A heated battle which erupted last week between Microsoft and America Online over their respective instant messaging (IM) services looks set to run at least through autumn.
Internet messaging programs allow computer users to send notes directly to each other, or write back and forth to each other in a small onscreen window, in real time. Users also can see whether friends or colleagues are online, if the other person is willing. But until now the various messaging services were incompatible.
The dispute centres on whether one company's service should allow access to users of another company's service. Microsoft's new messaging program, called MSN Messenger, originally could be used to send messages to the 35 million users of AOL Instant Messaging, or AIM. But AOL immediately blocked its service, claiming Microsoft was breaching AIM users' security. MSN Messenger asks for AIM user names and passwords to link with AOL users.
Microsoft is presenting the dispute as an argument over "open standards" - agreed-upon technical protocols that let similar programs by different manufacturers inter-operate.
"Now is the time to unlock the broadest possibilities of this technology and the Internet by tearing down the walls between vendors so that all customers can talk to one another," said Microsoft and its allies in an open letter sent last week to Mr Steve Case, AOL's president and chief executive.
Over the past two weeks, Microsoft has issued a set of fixes to MSN Messenger on its website to allow the program to override blocks AOL has put in place on its servers and software to keep AIM users barricaded off from Messenger users.
Microsoft has said it will meet with supporters - which mostly include AOL competitors such as Excite, Prodigy, Yahoo and Infoseek - in September to try to resolve the dispute. AOL, the giant, 17-million member Internet service provider, said on Monday it had not been notified about the meeting. Prodigy and Yahoo both have their own IM services.

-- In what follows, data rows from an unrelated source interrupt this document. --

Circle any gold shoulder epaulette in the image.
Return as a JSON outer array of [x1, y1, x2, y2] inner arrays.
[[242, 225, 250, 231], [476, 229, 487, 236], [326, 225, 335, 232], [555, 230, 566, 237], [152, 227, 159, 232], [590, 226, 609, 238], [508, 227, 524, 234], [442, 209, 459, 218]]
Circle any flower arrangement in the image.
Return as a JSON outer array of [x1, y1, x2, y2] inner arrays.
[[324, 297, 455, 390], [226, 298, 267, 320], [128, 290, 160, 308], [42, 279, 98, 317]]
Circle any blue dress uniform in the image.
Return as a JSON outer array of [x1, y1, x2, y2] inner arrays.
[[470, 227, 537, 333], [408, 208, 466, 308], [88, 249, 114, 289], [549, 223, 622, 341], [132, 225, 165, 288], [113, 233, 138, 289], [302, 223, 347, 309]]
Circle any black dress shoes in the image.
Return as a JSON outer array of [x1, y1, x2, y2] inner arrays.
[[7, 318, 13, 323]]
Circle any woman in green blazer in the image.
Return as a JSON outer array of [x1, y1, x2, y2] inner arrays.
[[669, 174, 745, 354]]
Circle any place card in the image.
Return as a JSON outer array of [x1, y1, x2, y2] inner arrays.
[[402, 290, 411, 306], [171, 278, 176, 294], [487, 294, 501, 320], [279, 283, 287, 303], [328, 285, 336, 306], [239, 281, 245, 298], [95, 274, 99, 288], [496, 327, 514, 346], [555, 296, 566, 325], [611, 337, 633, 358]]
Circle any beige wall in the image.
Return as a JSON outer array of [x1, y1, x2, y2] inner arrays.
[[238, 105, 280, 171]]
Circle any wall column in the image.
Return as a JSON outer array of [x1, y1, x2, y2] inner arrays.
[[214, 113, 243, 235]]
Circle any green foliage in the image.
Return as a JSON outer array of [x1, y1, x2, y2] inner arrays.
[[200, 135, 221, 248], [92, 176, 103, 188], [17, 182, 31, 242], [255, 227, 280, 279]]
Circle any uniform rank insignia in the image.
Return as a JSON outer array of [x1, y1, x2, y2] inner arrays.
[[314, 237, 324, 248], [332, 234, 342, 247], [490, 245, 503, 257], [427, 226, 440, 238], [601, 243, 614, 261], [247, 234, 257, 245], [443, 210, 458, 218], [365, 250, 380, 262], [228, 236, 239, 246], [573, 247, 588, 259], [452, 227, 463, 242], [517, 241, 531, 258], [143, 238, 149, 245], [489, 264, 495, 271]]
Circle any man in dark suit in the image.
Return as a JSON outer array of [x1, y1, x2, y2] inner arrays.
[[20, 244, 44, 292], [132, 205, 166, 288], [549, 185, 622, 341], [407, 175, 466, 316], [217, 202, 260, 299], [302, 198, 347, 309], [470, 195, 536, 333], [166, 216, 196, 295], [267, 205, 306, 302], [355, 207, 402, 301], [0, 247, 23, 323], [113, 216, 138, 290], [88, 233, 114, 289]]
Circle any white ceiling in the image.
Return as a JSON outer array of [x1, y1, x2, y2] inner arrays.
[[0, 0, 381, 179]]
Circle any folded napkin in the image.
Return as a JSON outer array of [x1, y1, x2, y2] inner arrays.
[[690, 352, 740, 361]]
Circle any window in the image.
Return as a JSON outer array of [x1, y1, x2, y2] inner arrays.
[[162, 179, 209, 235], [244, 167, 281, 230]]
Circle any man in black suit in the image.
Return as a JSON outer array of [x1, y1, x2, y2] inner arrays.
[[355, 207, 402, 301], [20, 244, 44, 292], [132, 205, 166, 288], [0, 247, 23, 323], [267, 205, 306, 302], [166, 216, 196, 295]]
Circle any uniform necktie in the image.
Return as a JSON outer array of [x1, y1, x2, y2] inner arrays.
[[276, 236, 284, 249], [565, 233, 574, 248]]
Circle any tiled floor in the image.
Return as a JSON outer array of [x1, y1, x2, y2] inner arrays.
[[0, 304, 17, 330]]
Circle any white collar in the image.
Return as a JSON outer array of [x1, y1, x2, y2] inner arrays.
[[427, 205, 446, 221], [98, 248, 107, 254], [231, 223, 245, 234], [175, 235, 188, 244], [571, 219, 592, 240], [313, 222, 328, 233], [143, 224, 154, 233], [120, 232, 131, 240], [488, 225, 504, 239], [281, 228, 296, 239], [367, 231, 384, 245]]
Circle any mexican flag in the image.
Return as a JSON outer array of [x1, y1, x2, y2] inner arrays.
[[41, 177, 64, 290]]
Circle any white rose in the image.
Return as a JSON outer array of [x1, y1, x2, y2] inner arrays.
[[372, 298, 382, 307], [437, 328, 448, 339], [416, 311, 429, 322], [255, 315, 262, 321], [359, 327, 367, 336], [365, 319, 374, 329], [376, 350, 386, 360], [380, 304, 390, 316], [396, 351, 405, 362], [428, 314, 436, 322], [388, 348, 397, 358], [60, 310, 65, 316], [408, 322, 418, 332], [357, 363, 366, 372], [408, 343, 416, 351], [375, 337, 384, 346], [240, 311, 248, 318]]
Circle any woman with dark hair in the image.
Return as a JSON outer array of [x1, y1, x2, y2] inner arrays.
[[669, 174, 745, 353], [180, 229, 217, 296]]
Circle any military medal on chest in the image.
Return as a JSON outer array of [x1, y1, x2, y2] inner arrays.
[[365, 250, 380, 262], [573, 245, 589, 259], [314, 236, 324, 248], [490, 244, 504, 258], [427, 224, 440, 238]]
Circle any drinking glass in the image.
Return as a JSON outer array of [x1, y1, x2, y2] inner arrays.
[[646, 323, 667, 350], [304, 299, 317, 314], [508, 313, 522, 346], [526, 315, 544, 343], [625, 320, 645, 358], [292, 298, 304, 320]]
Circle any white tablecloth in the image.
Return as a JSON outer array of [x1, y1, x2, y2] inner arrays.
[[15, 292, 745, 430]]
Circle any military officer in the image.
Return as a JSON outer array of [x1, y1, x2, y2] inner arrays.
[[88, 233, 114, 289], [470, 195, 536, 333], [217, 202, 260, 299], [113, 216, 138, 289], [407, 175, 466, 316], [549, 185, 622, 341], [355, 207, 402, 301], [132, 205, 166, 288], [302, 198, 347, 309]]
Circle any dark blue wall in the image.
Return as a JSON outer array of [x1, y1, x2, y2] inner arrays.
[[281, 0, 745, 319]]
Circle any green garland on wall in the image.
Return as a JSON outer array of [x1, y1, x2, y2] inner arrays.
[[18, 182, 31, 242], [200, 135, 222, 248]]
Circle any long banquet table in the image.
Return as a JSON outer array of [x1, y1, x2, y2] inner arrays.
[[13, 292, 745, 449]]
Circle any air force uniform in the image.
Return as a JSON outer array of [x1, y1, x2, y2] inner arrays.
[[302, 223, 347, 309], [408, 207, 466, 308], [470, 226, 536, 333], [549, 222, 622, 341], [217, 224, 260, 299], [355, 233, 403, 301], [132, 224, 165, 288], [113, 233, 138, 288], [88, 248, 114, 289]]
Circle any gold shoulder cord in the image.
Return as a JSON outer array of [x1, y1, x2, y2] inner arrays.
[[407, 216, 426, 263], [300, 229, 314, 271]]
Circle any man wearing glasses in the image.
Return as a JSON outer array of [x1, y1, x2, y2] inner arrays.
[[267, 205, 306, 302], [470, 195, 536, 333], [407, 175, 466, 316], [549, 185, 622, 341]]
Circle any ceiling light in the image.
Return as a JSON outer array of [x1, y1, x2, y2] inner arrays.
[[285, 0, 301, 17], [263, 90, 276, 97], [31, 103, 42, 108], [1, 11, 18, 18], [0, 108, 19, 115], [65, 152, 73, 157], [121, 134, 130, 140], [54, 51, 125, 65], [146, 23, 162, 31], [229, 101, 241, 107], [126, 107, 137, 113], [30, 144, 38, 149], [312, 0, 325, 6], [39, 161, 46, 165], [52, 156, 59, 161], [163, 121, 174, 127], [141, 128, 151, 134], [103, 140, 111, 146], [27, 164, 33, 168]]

AOL, on the other hand, said it had formed an "advisory body" to establish IM standards, comprising companies that have been vocal Microsoft rivals, such as Sun Microsystems, Apple, RealNetworks and Novell.
IM services are enormously popular with Web users but so far have not brought in any direct revenue for their operators. However, analysts think the services may eventually generate income by delivering advertisements.
While Messenger is designed to access the users of rival services, Microsoft will not allow rival services to access Messenger users by going through Microsoft's servers, according to Silicon Valley programmer and industry commentator Mr Dave Winer. He believes server access may be the central issue in the dispute.
In a column this week he noted, "If I use Microsoft's server to feed messages to and from my IM client, then Microsoft does all the hard work and I get all the ad revenue. In other words, the eyeballs are mine and the headaches are Microsoft's." But he points out Microsoft is asking for this type of access to AOL's servers.